With an BJT transistor in a linear circuit, you need to make the collector current (Ic) not depend on the HFE (used to be called Beta) of the transistor.
The usual method is to make some resistor on the emitter have a lot more voltage drop than the Vbe (Base to Emitter) of the transistor.
This can be done by having a positive and negative supply voltage and keeping the Base near zero volts. Life, however, often doesn't give you two supply voltages. In that case, setting the base at some voltage part way between the positive and negative supplies is much easier than having to make a new power supply circuit. This is the two resistor voltage divider in many designs.

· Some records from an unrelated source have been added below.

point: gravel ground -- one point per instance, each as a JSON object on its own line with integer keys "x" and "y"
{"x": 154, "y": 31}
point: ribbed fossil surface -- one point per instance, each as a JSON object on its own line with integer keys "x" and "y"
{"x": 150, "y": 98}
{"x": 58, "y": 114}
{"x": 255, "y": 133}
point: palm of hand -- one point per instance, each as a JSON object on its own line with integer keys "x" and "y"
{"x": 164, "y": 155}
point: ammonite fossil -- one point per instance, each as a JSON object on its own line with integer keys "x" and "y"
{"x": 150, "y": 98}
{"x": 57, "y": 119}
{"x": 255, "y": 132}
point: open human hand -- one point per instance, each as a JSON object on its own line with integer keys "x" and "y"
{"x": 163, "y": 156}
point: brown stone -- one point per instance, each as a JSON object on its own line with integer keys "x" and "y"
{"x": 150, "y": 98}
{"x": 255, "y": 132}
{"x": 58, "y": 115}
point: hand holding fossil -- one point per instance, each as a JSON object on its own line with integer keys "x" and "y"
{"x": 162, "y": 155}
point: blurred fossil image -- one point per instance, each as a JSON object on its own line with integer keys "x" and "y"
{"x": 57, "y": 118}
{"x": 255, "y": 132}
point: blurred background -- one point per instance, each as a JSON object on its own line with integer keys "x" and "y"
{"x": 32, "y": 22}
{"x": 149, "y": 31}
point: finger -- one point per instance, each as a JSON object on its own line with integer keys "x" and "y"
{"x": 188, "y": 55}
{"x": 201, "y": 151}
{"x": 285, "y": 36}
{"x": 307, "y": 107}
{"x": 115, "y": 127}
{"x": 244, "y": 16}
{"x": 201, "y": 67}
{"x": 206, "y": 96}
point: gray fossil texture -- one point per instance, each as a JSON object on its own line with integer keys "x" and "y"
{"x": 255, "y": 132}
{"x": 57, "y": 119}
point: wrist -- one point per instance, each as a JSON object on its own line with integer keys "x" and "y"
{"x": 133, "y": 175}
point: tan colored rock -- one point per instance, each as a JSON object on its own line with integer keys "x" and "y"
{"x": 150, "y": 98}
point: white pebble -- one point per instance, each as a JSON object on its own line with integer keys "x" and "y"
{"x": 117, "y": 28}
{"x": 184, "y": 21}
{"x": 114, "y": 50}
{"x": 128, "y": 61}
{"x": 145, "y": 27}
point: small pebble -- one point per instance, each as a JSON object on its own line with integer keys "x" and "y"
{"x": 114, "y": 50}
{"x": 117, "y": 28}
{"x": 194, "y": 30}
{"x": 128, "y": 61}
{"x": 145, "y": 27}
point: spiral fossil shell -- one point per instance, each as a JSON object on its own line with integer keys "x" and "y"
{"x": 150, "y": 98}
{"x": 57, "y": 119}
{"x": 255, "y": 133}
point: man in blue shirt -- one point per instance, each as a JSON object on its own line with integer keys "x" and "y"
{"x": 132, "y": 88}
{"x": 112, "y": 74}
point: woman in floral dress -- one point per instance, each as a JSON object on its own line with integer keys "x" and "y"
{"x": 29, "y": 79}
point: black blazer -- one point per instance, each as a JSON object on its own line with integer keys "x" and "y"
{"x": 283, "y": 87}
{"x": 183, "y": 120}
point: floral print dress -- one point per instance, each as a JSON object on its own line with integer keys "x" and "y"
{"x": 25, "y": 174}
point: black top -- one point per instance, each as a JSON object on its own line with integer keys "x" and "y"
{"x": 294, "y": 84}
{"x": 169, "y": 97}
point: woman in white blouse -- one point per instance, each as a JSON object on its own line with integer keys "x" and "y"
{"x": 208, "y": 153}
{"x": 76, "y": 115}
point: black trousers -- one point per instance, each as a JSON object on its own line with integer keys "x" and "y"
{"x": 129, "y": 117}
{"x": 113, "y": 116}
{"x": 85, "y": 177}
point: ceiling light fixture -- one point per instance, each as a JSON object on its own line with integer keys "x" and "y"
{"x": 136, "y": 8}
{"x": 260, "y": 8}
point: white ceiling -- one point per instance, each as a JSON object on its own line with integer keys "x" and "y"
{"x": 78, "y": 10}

Sometimes you may find your self designing in a case where adding one more component will be objected to by management. A resistor from the collector to the base of a BJT takes fewer parts than the voltage divider.
Sometimes the supply voltage you have is much too low for a normal design. In this cases, you must get very creative about biasing of the transistors.
It can be shown - as far as DC bias point stability against tolerances and temperatur changes is concerned - that the best bias method is to use
a resistive voltage divider at the base node for providing a bias voltage Vb as "stiff" as possible. For this purpose the resistor niveau should be as low as possible - depending on some limits set by allowed DC power consumption as well as input resistance of the whole circuit. In this case, the "unknown" value of the base current (due to large beta-tolerances) plays a minor role only.
an additional resistor Re in the emitter path for providing negative DC feedback. In this case, any unwanted increase of the collector current will increase the voltage Ve at the emitter node (npn case) and, thus, reduce Vbe=Vb-Ve. Hence, this effect will counteract the Ic increase up to a certain degree.